New Dataset Builder gets your data prediction ready in minutes

Photo by Mika Baumeister
author

Data is at the heart of every machine learning implementation. We at Aito are great fans of the data-centric approach to building ML, promoted by Andrew Ng among others.

Users can add data into Aito even entry-by-entry using the API. Each new data point immediately contributes as training data and enables a blazing-fast loop from data to predictions. However, we have felt this is not enough. There has been a disconnect from the sample dataset to getting that into Aito without a struggle.

Introducing Aito Dataset Builder

Aito Dataset Builder bridges the gap from user's historic data as a file to getting it in to Aito for Evaluations and prediciton tests. The feature has been already in our Console for a while for user testing and preview, but now it has enough features that we feel it is time to release it officially.

In short, the Dataset Builder lets you do the following without writing a single line of code:

  • Upload a CSV file to Aito
  • Define Aito table name
  • Pick the columns to be included in the dataset
  • Specifies datatypes and analyzers for each column
  • Create Aito schema and upload the data

The following screencast video shows the entire workflow in under a minute. For the true connoisseurs, there is a step by step tutorial below.

Upload your sample file

It all starts from the Console and within your Aito instance. The upload CSV file element has been there before, but everything that happens behind it is new!

Screenshot: Drag and drop a CSV file to start
Screenshot: Drag and drop a CSV file to start

The feature is still on a preview level, meaning that we are finding and fixing issues on the go. Keep that in mind and please report your findings!

Dataset Builder currently supports a variety of CSV files. We plan to add more file types (and maybe even other data connections) at a later stage. Here are some key things to remember with your file:

  • One file creates one dataset/table in Aito, and the builder does not support creating linked tables.
  • CSV file encoding and delimiter is "automagically" recognized. So essentially, you should not need to worry about it. However, please note that mixing Nordic style decimal numbers with comma as a decimal divider is likely to cause some issues.
  • We are still figuring out the size limitations. Our test shows that a 100MB file with a short of million rows and 13 columns was uploaded and processed in about 10 mins.

Once the file selected, it's uploaded to Aito's staging area for processing.

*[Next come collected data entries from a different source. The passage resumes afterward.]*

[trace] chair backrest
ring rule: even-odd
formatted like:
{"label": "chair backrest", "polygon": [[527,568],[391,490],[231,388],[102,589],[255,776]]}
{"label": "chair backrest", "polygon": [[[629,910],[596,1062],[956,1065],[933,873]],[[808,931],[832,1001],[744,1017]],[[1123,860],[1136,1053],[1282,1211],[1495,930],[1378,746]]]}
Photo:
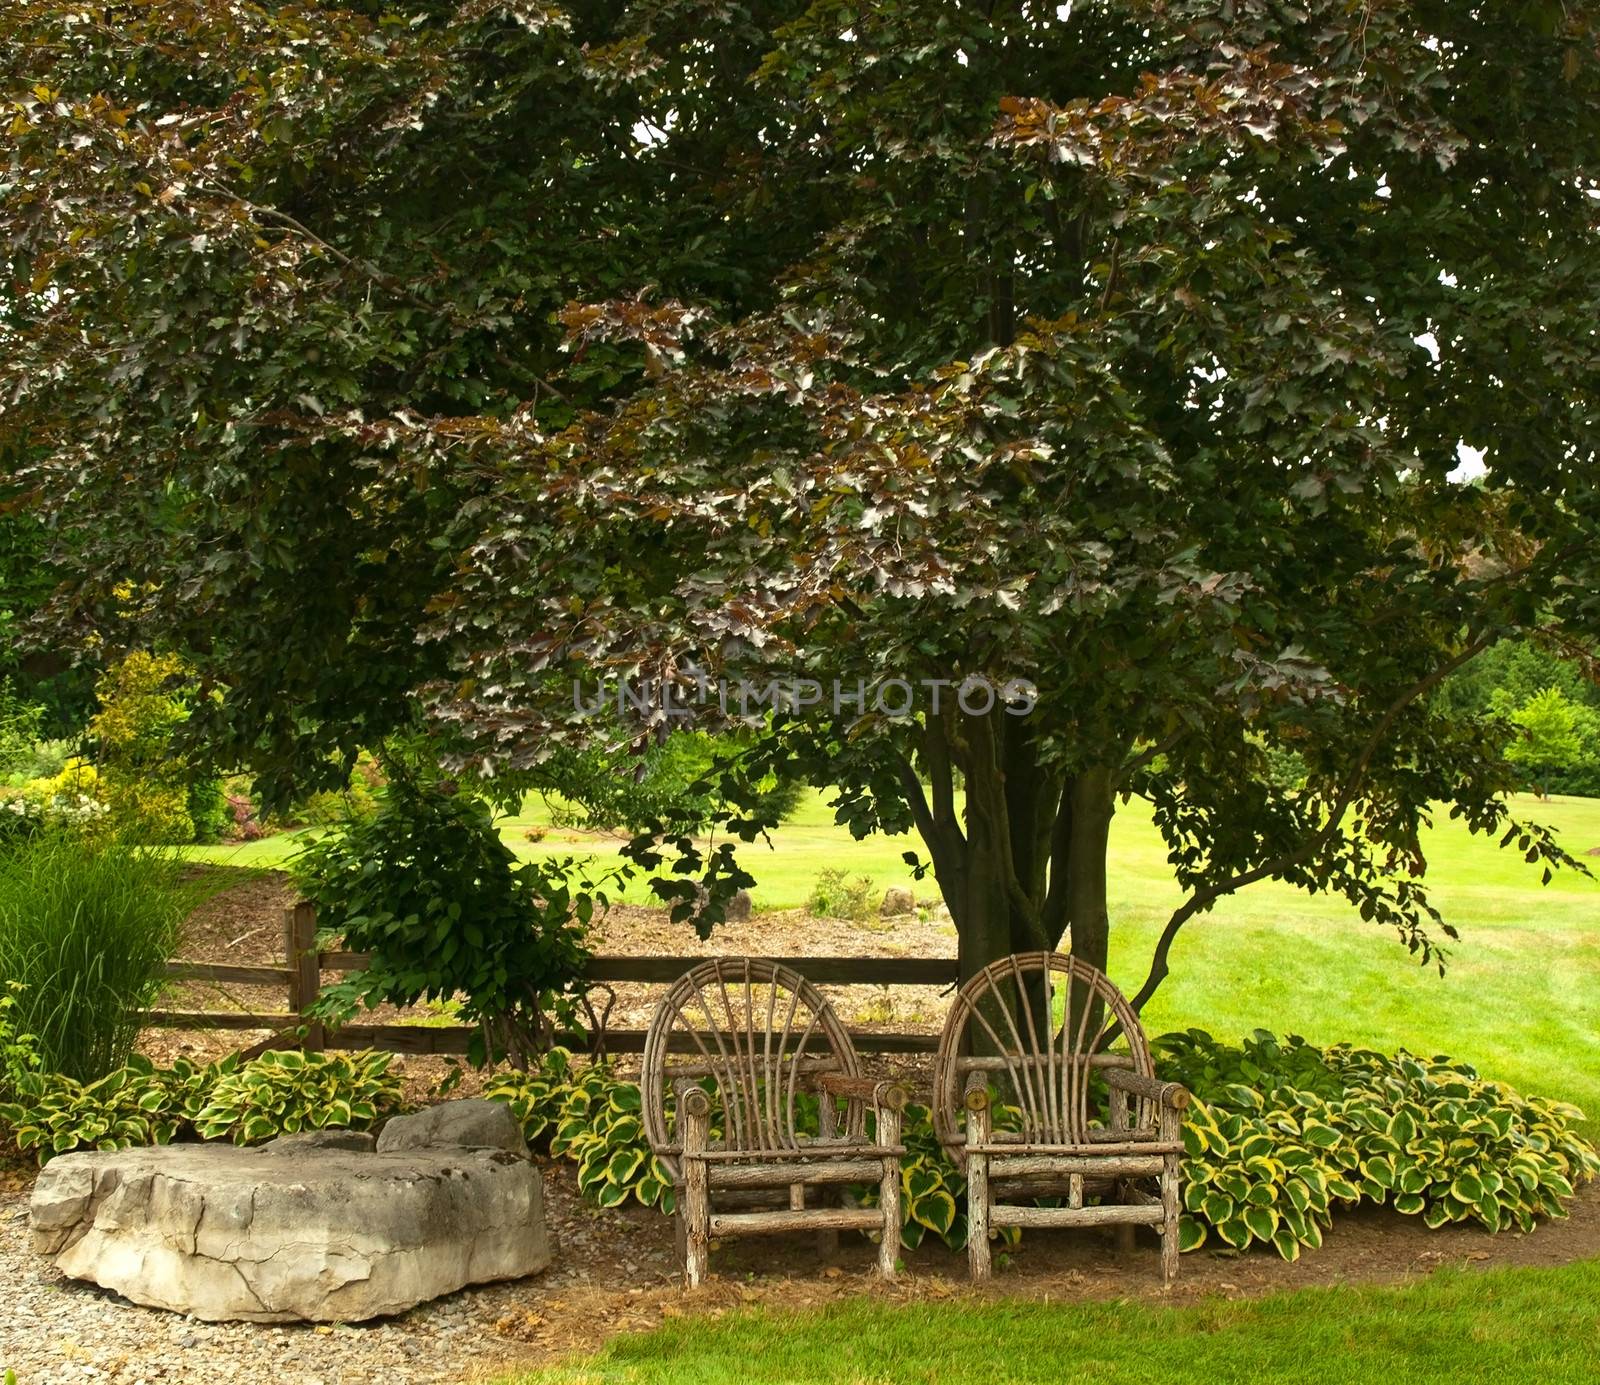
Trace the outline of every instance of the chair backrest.
{"label": "chair backrest", "polygon": [[796,1098],[806,1077],[823,1072],[861,1075],[822,993],[764,958],[712,958],[673,983],[650,1021],[640,1081],[645,1134],[658,1156],[681,1153],[682,1137],[667,1120],[674,1084],[710,1078],[723,1108],[723,1149],[798,1149]]}
{"label": "chair backrest", "polygon": [[[1127,1052],[1107,1051],[1120,1033]],[[934,1060],[933,1122],[947,1149],[966,1142],[969,1074],[980,1072],[1013,1105],[1019,1130],[996,1130],[1020,1145],[1086,1143],[1097,1067],[1155,1075],[1139,1017],[1106,974],[1063,952],[1021,952],[991,962],[956,993]],[[1143,1100],[1133,1127],[1154,1121]]]}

Screenshot: File uploading in progress
Screenshot: File uploading in progress

Validate headers and columns

Once the upload process finishes, you'll see a summary of your data. This screen is primarily for validation purposes: "does it look like what I tried to upload?". You'll see all the columns, the total number of them as well as rows. Here, you can also choose whether the first row contains headers or not.

Screenshot: Quick visual validation of the uploaded data
Screenshot: Quick visual validation of the uploaded data

Clicking Next takes you to further column definitions. The real thing!

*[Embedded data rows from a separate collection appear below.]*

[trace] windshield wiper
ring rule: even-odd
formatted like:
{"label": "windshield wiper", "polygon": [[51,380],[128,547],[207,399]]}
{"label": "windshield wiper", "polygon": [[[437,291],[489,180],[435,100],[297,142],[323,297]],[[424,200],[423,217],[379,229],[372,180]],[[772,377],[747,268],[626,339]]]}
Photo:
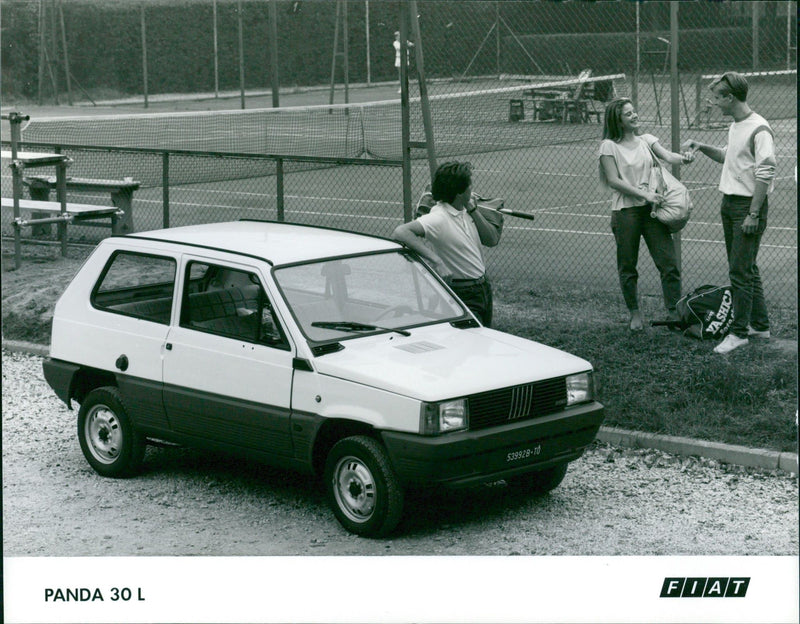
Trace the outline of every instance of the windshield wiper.
{"label": "windshield wiper", "polygon": [[397,332],[401,336],[410,336],[411,332],[405,329],[394,329],[392,327],[379,327],[378,325],[367,325],[366,323],[355,323],[353,321],[313,321],[311,327],[321,327],[322,329],[337,329],[339,331],[362,332],[362,331],[391,331]]}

Choose table name, columns and datatypes

This step is where most of the magic happens. Let's run through your options one by one!

At the top, you can set a name for your dataset. Aito suggests the name of your file as a default. The field has validation for allowed characters.

The checkboxes in the front of each column let you choose which rows will be included and ignored in creating the dataset. It's convenient as many times, exports from ERP systems like SAP have loads of data that you don't need for ML predictions. It's an excellent policy to drop them at this stage.

You can also edit the name of each column. By default, they come from the first row of your data.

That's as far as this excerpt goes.